Binance, which has come under fire for its compliance standards in recent weeks, has been shut out of activity in Italy now, according to that country’s market watchdog, Consob, Reuters reported.
“Savers are invited to make use of their utmost diligence in order to make their investment choices in full awareness, verifying in advance that the websites through which they make the investment can be attributed to authorized subjects,” Consob said, per Reuters, adding that even Binance Group companies can’t do business via the company’s main website, which has offered information on derivatives and tokenized stocks.
A Binance spokesperson said the company didn’t work out of Italy anyway and the company wants to collaborate with regulators, according to Reuters.
Consob is the latest global entity to boot Binance. The use of digital coins for crimes like money laundering has led to more intense scrutiny against crypto firms.
Meanwhile, PayPal has boosted cryptocurrency limits for its U.S. customers, setting the boundary at $100,000 per week, CoinDesk reported.

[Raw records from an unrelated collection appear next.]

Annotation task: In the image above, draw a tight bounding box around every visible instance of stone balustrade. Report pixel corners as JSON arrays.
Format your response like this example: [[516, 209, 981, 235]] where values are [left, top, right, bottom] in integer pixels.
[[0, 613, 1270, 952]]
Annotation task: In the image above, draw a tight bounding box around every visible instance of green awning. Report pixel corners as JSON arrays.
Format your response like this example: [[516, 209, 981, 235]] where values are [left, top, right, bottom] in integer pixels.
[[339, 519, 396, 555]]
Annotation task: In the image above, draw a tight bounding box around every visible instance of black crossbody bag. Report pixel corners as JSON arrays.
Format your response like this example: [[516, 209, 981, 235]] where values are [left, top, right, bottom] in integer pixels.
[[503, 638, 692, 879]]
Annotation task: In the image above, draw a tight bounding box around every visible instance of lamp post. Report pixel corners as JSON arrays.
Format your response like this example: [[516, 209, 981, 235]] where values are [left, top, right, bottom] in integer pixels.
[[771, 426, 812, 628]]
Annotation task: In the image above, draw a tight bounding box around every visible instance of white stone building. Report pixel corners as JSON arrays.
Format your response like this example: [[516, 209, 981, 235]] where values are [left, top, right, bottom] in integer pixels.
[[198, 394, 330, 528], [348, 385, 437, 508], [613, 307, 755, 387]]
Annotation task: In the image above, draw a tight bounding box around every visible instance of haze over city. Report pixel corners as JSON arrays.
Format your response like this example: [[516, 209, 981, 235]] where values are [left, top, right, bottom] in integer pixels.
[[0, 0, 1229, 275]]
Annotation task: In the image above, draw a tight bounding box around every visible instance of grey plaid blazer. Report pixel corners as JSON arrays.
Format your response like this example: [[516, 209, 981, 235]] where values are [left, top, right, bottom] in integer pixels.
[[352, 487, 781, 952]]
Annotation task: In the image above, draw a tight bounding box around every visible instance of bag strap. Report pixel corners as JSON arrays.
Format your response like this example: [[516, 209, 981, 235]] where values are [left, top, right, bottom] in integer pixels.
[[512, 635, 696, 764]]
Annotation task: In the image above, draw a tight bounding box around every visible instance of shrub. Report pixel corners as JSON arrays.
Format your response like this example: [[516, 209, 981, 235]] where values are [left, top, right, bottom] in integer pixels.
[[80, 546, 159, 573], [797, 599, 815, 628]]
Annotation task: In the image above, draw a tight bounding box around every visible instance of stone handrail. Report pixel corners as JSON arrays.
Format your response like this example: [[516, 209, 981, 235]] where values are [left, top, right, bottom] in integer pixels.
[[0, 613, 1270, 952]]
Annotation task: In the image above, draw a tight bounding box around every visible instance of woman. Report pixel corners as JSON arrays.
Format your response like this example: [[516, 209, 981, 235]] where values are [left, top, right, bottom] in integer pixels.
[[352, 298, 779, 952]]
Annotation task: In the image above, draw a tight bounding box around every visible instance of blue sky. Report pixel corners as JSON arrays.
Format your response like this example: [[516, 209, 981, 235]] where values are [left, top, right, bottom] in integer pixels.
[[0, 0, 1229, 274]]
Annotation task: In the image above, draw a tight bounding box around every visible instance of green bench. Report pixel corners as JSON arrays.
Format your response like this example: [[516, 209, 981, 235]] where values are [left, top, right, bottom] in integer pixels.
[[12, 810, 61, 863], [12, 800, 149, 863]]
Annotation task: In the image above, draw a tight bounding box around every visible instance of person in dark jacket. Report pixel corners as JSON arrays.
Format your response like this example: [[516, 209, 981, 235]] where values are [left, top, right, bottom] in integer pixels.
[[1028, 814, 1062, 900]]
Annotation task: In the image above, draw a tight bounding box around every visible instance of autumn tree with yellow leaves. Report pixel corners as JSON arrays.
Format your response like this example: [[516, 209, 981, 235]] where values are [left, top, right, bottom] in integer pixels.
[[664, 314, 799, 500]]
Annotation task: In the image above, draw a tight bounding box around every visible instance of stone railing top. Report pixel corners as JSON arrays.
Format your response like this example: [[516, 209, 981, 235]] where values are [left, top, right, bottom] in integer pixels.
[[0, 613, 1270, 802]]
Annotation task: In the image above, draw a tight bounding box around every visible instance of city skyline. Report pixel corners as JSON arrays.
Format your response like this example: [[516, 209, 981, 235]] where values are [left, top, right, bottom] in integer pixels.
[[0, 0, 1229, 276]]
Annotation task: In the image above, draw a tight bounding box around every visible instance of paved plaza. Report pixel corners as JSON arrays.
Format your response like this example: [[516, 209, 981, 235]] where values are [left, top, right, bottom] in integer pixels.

There is also no annual purchase limit.
PayPal’s reasoning is that these changes will “enable our customers to have more choice and flexibility in purchasing cryptocurrency on our platform,” according to CoinDesk.
In addition, the popular payments company will also be refining its guidelines and Q&As for digital currencies, CoinDesk reported.
Lastly, Bishijie, a China-based cryptocurrency community site and information provider, has violated central bank regulations and has thus shut down, U.S. News reported.
Bishijie said it is “actively cooperating with regulators, and taking corrective measures as required,” according to U.S. News.
Bishijie, which means “Coin World,” worked to simplify investment decisions. The site also provided news and social network services, along with trading information for China- and Korea-based crypto investors, U.S. News reported.
China has been cracking down on cryptocurrency trading. The stated reason has been the underlying financial risks, according to U.S. News.